Here are some different attempts to print out the contents of a double value:
import java.math.*;
public class FloatShow {
public static void main(String ... args) {
System.out.println(1.2);
System.out.println(new Double(1.2).toString());
System.out.println(new BigDecimal(1.2).toString());
}
}
This prints out
1.2
1.2
1.1999999999999999555910790149937383830547332763671875
The println method given a double boxes it and calls toString, similarly the Double uses toString, which is doing some rounding for you. The BigDecimal uses the raw value to construct an instance, and presents it without cleanup. So your assumptions about precision were invalid.
Floating point and fixed decimal are two different concepts. Here is the definition of floating point arithmetic in wikipedia:
In computing, floating-point arithmetic (FP) is arithmetic using formulaic representation of real numbers as an approximation to support a trade-off between range and precision. For this reason, floating-point computation is often found in systems which include very small and very large real numbers, which require fast processing times.
But fixed decimal (like BigDecimal) is different, it stores the individual digits. BigDecimal is slower to use, but it doesn't make the kind of range-precision trade-off that floating point does.
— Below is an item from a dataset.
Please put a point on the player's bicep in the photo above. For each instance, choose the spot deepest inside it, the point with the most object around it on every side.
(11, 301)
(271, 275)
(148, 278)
Floating point is good for graphics and engineering applications where the calculation is the bottleneck, the inputs are not entirely precise (but precise within a known error range) and it can be calculated that the speed is worth the trade-off. For a lot of business applications the performance difference is not an issue because something else is always the bottleneck, values are known exactly, and accuracy is not negotiable.